There is a hashtag that reads #NotOnOurWatch – if you’ve been around for a bit you’ve probably seen me write it or heard me speak about it.
Well as heavy winds rip trees out and strong rains lash Cape Town far and wide, i am hopeful that more and more the movement is starting to take place.
My friend Joanne Peers [who is quite a legend when it comes to processing all kinds of issues with her family and then using social media well to being others into the conversations – thankx Jo!] started it off by posting this as her status;
Do you have a domestic worker? Give them the day off on Wednesday. This is a tiny but helpful way to make a difference. #everydayadvocacy
i saw it and shared it and then my share suddenly had a whole bunch of shares. tbV shared it as well and suddenly her post had 19 shares. People started responding by saying, “I’m doing this!” and some very positive peer pressure started to spread.
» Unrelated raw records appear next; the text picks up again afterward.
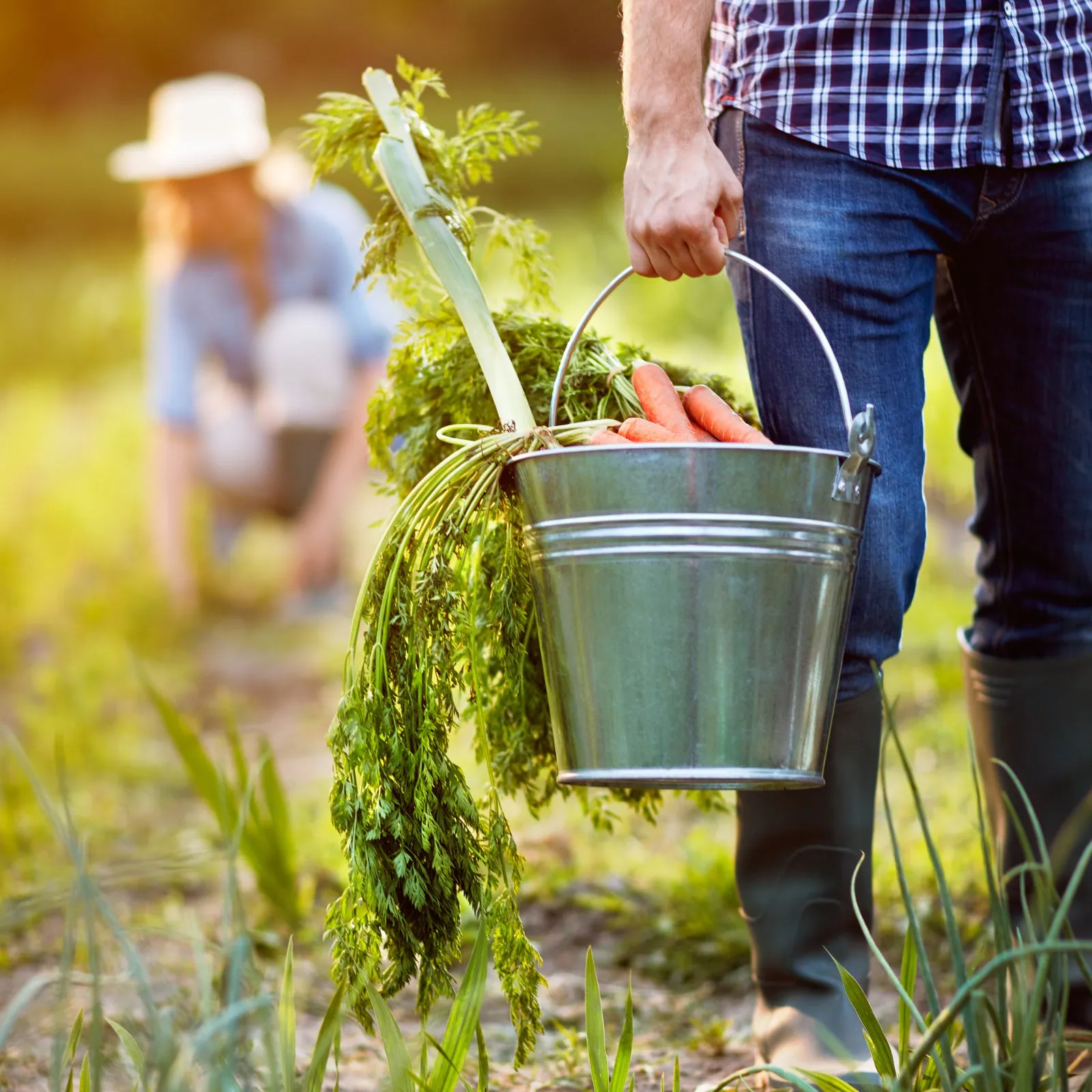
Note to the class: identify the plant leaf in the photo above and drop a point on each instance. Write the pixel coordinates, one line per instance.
(878, 1046)
(69, 1057)
(463, 1019)
(394, 1044)
(205, 777)
(594, 1028)
(908, 977)
(620, 1072)
(131, 1048)
(827, 1082)
(446, 256)
(287, 1026)
(331, 1022)
(483, 1061)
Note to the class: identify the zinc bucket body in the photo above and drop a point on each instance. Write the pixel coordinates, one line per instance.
(693, 600)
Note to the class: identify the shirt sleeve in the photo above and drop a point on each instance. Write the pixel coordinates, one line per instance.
(174, 353)
(369, 336)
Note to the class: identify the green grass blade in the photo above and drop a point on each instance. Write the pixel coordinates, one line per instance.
(11, 1013)
(205, 777)
(463, 1019)
(620, 1073)
(955, 940)
(908, 977)
(136, 1055)
(276, 805)
(878, 1046)
(947, 1072)
(483, 1081)
(827, 1082)
(594, 1029)
(394, 1044)
(287, 1026)
(74, 1041)
(998, 906)
(331, 1022)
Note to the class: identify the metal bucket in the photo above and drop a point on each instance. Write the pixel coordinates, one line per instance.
(693, 600)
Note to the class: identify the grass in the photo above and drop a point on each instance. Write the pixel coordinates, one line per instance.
(1002, 1028)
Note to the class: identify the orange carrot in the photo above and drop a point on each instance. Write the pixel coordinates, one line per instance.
(606, 436)
(713, 413)
(661, 402)
(647, 431)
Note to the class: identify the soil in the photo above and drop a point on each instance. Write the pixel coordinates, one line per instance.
(287, 696)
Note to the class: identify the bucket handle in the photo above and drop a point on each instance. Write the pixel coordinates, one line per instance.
(861, 429)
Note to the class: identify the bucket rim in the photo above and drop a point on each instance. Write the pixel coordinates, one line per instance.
(691, 446)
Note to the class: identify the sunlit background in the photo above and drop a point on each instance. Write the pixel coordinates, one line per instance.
(81, 606)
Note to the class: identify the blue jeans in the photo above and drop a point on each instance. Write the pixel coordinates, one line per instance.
(1004, 259)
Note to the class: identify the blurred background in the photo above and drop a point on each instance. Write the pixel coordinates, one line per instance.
(80, 601)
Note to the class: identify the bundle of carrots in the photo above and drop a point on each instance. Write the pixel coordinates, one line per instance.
(700, 416)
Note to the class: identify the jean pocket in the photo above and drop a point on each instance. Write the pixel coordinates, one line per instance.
(731, 139)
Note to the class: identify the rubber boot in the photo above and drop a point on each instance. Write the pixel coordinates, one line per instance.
(1037, 717)
(795, 857)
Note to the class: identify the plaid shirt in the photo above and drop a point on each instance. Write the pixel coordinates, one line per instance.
(912, 83)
Joanne then commented on my share:
“Brett it took a few explanations and methods of convincing for Nosibu to fully understand that she didn’t have to come to work. She was soooooo concerned that she might lose her job. It was shameful to know that her experience of working relationships is one of doubt & uncertainty. Here I am at school and didn’t even consider my job security when I heard that schools are closed tomorrow. We have so much structural injustices to rescript in SA.”
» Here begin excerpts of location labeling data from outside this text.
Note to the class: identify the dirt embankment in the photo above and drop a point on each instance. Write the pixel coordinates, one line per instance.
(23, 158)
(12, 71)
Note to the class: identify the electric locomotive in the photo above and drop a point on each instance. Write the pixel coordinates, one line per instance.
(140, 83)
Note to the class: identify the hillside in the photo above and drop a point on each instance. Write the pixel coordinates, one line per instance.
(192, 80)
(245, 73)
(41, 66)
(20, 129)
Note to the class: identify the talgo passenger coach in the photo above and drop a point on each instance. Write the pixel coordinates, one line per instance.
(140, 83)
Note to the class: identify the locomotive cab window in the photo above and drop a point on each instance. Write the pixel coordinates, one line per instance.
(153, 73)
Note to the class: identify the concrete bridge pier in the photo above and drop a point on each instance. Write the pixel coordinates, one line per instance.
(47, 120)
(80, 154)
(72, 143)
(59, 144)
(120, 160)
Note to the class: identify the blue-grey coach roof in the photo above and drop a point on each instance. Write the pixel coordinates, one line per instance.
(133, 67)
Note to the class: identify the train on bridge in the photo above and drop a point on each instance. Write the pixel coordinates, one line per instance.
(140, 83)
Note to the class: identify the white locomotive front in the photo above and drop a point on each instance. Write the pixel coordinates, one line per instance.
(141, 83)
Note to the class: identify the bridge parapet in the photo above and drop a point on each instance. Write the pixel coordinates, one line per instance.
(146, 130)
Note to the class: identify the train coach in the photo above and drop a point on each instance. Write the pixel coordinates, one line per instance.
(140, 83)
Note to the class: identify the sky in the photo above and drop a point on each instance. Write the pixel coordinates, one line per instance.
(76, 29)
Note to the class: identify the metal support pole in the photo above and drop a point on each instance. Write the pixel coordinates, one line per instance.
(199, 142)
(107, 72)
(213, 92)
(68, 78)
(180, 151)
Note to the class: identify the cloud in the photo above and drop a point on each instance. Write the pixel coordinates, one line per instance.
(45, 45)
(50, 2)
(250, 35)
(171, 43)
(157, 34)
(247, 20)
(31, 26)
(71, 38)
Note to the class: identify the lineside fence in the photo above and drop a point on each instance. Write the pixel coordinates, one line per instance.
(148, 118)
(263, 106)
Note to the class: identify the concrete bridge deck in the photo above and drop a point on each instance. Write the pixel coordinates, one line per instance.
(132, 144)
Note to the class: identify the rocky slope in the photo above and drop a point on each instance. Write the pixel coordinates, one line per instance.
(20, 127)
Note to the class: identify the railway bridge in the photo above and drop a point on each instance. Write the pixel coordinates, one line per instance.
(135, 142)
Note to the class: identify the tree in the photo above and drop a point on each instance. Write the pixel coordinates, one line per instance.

Which is just such a good reminder that we still have a long way to walk together in this country. What saddens me deeply is so many people who refuse to even engage with race conversations or try to understand white privilege beyond their flawed idea that it means whites have all the stuff and didn’t do anything to earn it and need to fill up with white guilt. i am hoping that these videos will in some way draw new people in to the conversations so that they can see that it is really all about all of us working together to build a better country.
But i am excited that i am seeing more evidence that #NotOnOurWatch is growing in different places and ways. A movement of people who commit to interrupting racism and prejudice whenever they see it, whether online or off, in gentle or more firm ways. i remember telling the story of my first quite in-your-face encounter of taking a #NotOnOurWatch stand publicly which is one way this has to happen, but then seeing a status that makes a lot of sense and sharing it with your people and encouraging them to act justly is a much less confrontative but seriously as valuable way. This revolution needs to take place and small and wide scale fronts and we need to keep at it.
i had this conversation with my friend Trevor which looked at #NotOnOurWatch and his concerns that we might be alienating people with our approach and so we need to be mindful of that. There are definitely times we need to tread gently to encourage engagement, but there are other times when regardless of how the person bringing the offence responds, we need to let them know that is not okay.
One of the ways we can #NotOnOurWatch effectively is by learning how to say people’s names properly. And calling others to do the same. It is not okay to make someone else change their name so that you can pronounce it more easily. Do some work. Tame your tongue.
This is not a sprint.
This really doesn’t have to be a fight. But it does have to be intentional and ongoing. Constant.
What amazes me is how so many people expect that in 23 years [where there really is not a lot of evidence of movement from white people as a whole towards black, coloured and indian people as a whole – for most white people not a lot changed post ’94] the work of decades and then add in centuries of colonialism on top of that, would simply be wiped out.
Some laws changes. Hearts tend to move more slowly. We can see that in Americaland. It’s not a done deal. It’s waking up today and one more time committing to be a part of the solution and not a part of the problem. Committing to facing what needs to be done instead of avoiding, denying or trying to justify it. It’s about not becoming defensive but being open to small ways of making a difference and on the lookout for bigger ways where systems and structures and the things in place that keep the status quo can be tackled and dismantled and protested and shut down.
And of course the biggest key in this whole thing [i honestly feel like fixing racism if we were all serious is such an easy win] is building and prioritising deep friendships with people who don’t look like you. That really is it. Like all of it. Because it naturally becomes the instigator of everything that follows from then on.
If there is an issue to solve i might care about it and i might try and make a difference and i might fight for it once in a while when i feel like it and i have the time or energy… but when my friend has an issue, when my friend is living in filth, when my friend has to change her name to make it more palatable for you, when my friend is refused access at a restaurant, then it becomes personal and i will do anything to make sure justice is done.
We need more friends who don’t look like us. Not so that we will have more friends who don’t look like us. But because we gain and learn and give and share so much when we develop intimacy with different people and not looking like us is one difference that brings a whole new aspect to story and lived experience and perspective and so much more.
Also i don’t know that i know anyone who genuinely has good friendships with someone of a different race who will ever refer to the collective group of that different race as “those people” – intimate friendships walk us away from othering. Not instantly. That too is a journey and it might be long and painful and include awkward and uncomfortable and tense moments. But that’s just relationship in any form right?
Let’s keep on doing better people. We got this.